しかし即席で作った【魔壁】はすぐに足場にしたらヒビが入ってしまった。僕は【魔壁】を蹴ると次の着地したい場所に【魔壁】をもう一度作り跳ぶ、を繰り返してミノタウルスからある程度遠い所に着地する。
どうやら僕が飛ぶことに集中している間に最初のアインが囮、カトルが攻撃役の戦略に戻っていたようだ。
僕は回復の機会を逃さないようにミノタウルスとアインたちの攻防を見つめる。するとミノタウルスの動きが鈍ってきている。もしかしたらあと少しで倒せるかもしれない。

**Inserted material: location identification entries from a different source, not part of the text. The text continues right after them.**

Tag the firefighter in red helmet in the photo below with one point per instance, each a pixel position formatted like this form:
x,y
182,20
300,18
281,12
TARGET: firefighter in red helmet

けれどミノタウルスはアインたちの攻撃を器用に避けている。
そんな戦いが停滞しかけた時、カトルの攻撃がミノタウルスの角にクリティカルヒットした。それによってミノタウルスの角は折れてしまった。その瞬間ミノタウルスが地に伏した。角が折れただけで地に伏すなんてモン◯ンかなにか?・・・・・・いやなこと思い出した。
じゃなくてこれはチャンスだ!
それに気がついていたであろうアインたちは強力そうな攻撃を繰り出していた。僕もそれに乗っかってあるだけの魔力を使って【魔弾】放つ。
「アイン、カトル避けて!」
誤射しないようにそう叫ぶ。思ったより【魔弾】が大きかった。【魔弾】がミノタウルスを包み込んだ。【魔弾】光が消えた後もミノタウルスは現れなかった。つまり僕らは勝ったのだ。